“Der Guardian”: Die USA sind bereit, die Grenzen für Kosovo zu ändern

Der von den Vereinigten Staaten unterstützte Austauschplan im Kosovo steht vor einem Chor von Kritik, innen und international, sagt Guardian”. Die Analyse der Situation, die nach dem umstrittenen Vorschlag von Hashim Thaci und Aleksandar Vuciqi, British Prestige, erstellt wurde, schaut sorgfältig an den Räumlichkeiten, aber auch an die Folgen eines solchen Plans. Administration [...]
Die Analyse der Situation, die nach dem umstrittenen Vorschlag von Hashim Thaci und Aleksandar Vuciqi, British Prestige, erstellt wurde, schaut sorgfältig an den Räumlichkeiten, aber auch an die Folgen eines solchen Plans.
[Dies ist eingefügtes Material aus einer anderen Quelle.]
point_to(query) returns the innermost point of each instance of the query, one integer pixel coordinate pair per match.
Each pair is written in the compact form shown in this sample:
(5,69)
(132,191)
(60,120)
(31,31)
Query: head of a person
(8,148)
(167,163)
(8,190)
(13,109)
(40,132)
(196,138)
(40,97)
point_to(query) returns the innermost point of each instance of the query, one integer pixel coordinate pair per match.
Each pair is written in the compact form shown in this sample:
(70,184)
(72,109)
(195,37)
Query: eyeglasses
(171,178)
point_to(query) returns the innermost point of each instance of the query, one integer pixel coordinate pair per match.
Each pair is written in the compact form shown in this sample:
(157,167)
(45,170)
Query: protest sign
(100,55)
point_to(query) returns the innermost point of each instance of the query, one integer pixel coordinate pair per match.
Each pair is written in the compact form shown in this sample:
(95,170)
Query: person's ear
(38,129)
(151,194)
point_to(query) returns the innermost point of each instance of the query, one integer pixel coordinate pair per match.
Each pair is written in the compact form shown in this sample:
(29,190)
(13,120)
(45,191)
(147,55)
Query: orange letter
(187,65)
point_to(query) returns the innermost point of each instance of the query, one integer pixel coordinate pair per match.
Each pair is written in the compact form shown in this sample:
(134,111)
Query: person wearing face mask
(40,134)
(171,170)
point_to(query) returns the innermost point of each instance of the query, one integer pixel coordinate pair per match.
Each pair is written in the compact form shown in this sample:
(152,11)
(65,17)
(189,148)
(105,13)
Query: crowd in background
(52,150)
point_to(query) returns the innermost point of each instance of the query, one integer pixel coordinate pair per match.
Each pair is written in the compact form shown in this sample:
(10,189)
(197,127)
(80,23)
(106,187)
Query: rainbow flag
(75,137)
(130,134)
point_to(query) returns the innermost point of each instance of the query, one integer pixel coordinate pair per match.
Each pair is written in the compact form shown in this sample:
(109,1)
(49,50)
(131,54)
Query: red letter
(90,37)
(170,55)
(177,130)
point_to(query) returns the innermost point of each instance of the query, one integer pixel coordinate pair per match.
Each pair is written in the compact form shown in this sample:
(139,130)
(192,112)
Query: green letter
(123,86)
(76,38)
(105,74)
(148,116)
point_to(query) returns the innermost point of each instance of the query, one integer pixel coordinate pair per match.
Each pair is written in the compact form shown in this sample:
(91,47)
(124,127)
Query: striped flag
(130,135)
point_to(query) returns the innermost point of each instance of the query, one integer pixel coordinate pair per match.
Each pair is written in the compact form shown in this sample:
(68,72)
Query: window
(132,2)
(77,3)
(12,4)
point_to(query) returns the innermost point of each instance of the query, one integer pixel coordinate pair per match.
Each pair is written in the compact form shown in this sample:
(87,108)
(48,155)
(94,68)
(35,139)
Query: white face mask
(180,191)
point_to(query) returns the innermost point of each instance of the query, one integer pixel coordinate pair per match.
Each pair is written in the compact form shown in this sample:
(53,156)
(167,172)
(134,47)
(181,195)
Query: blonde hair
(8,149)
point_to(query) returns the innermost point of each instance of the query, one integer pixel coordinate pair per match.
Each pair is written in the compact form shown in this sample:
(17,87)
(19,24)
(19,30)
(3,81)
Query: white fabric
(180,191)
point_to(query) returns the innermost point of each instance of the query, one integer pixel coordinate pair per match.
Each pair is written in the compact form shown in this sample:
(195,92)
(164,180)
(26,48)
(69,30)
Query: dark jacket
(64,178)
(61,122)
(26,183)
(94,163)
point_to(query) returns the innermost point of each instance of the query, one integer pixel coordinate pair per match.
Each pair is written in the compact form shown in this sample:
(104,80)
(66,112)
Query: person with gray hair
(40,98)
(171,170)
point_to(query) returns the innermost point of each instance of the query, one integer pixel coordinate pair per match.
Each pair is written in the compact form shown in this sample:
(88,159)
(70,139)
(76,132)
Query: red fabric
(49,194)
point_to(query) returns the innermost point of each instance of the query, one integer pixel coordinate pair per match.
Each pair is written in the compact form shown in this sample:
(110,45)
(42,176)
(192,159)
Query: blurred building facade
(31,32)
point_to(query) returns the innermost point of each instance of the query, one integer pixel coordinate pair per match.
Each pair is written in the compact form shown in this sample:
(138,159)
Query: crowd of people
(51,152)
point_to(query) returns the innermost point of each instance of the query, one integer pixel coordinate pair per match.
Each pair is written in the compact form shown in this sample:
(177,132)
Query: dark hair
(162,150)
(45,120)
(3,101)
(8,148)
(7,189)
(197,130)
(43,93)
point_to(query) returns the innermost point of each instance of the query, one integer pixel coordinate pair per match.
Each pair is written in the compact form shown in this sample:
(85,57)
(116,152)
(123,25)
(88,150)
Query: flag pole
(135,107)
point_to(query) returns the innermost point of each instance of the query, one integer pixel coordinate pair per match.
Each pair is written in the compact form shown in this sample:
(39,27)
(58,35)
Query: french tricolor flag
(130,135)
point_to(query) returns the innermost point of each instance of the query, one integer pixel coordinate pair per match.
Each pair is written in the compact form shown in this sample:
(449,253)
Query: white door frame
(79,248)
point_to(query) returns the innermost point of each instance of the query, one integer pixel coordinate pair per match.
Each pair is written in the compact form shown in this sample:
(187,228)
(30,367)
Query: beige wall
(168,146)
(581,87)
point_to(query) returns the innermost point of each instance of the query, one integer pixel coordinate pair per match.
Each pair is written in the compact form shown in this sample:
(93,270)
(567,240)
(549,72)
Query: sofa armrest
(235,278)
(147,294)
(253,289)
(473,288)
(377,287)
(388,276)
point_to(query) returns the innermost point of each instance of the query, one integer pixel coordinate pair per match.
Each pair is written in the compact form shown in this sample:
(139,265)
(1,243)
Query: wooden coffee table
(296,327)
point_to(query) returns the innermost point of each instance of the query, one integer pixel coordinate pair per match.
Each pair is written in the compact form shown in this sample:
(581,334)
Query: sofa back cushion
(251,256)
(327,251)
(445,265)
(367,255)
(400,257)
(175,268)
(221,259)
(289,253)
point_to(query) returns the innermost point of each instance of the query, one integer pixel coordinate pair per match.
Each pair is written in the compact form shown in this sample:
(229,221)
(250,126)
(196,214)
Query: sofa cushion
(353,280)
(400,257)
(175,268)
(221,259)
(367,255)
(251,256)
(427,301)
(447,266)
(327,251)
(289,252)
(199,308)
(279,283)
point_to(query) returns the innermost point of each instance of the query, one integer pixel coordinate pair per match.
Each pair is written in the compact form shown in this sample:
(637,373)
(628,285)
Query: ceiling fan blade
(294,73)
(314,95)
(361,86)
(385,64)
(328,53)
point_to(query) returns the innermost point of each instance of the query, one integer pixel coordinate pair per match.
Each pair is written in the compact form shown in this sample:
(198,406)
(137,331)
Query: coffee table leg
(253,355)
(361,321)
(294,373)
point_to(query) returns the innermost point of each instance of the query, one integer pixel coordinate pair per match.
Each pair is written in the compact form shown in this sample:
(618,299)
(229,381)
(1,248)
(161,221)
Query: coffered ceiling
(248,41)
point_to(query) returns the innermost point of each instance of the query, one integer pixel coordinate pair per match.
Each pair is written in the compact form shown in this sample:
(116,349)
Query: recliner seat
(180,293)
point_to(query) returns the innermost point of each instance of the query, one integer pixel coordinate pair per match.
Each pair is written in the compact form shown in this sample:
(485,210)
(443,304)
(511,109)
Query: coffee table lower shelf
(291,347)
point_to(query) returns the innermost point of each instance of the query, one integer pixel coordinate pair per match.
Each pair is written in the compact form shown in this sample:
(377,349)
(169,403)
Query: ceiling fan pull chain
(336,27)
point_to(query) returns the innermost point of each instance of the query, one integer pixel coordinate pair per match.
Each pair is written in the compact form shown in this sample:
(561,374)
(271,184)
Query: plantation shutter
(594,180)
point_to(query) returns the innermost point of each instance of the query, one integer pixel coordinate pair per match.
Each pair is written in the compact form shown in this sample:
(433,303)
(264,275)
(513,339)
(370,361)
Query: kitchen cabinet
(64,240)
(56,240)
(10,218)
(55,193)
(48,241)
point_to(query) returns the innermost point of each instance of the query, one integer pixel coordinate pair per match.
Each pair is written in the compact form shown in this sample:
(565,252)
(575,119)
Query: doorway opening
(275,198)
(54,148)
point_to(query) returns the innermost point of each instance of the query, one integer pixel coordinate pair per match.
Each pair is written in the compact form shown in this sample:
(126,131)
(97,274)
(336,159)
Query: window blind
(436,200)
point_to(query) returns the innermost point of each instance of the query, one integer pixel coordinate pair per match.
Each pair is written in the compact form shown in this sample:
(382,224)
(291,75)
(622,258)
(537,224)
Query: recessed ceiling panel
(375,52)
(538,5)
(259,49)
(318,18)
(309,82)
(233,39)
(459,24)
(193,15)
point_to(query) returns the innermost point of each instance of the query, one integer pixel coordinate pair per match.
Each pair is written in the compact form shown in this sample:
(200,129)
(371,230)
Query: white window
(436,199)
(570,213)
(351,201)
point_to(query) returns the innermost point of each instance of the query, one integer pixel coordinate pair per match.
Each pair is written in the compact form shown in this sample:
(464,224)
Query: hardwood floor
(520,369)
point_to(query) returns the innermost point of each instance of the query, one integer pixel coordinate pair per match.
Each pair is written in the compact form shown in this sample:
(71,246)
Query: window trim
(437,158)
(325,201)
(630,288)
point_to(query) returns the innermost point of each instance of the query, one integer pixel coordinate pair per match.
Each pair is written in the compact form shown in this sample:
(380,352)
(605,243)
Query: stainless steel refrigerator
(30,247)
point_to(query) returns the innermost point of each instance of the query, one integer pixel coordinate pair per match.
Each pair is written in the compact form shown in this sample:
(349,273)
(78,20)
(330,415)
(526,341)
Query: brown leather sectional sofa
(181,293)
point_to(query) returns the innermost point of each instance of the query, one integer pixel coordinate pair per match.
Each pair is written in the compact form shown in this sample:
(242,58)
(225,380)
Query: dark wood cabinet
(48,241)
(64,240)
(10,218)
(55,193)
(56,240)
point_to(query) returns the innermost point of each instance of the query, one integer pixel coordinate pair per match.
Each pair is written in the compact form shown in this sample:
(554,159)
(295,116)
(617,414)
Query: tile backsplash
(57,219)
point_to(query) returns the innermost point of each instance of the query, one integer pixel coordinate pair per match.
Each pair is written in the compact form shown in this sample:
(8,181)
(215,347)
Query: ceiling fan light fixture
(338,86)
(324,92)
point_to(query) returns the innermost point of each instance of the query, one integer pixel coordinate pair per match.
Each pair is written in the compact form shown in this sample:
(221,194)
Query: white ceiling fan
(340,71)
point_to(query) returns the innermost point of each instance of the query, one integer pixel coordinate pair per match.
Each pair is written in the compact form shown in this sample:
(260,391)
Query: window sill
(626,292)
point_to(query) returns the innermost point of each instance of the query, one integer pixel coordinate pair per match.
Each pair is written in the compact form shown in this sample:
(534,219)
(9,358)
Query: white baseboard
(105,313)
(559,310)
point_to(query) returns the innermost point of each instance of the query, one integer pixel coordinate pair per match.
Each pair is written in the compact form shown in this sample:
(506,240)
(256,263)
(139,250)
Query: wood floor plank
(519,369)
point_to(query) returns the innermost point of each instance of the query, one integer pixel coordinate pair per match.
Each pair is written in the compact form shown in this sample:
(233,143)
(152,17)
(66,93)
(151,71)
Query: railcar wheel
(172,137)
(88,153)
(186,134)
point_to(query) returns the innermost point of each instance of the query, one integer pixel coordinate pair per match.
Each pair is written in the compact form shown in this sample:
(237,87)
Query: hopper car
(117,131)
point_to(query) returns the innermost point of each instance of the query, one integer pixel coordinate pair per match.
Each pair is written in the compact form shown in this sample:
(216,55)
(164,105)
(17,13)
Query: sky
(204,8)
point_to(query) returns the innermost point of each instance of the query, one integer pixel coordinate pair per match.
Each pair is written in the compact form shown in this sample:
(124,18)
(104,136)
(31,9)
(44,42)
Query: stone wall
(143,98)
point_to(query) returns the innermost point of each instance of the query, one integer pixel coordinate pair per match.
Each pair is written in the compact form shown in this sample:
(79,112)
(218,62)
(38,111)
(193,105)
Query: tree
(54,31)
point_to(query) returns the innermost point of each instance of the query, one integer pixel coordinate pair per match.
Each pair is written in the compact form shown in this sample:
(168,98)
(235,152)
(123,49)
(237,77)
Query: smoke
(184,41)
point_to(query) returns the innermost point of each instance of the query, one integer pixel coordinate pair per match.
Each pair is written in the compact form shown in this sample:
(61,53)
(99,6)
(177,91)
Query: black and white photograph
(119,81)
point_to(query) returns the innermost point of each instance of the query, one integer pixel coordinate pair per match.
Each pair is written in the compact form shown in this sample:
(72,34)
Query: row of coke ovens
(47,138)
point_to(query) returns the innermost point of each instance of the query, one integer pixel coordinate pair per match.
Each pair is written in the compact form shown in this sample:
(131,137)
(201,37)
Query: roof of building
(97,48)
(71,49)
Die amerikanische Verwaltung, sie erinnert, hat der Idee, als sie durch den nationalen Sicherheitsberater John Bolton bekannt gegeben hatte, einen starken Impuls gegeben, dass sie nicht auf der Straße nach Belgrad und Pristina bleiben würde, wenn sie eine Vereinbarung getroffen haben. Aber es gibt zwei Quellen, die mit dem Denken der Trump-Regierung vertraut sind, “Der Guardian” schreibt, dass die neue amerikanische Politik “nicht rote Linien ist, sondern auch keine leere tschechische”, was bedeutet, dass Washington bereit ist, jede Lösung zu sehen, einschließlich Grenzwechsel, aber das bedeutet nicht, dass es letztendlich Tch unterstützen wird.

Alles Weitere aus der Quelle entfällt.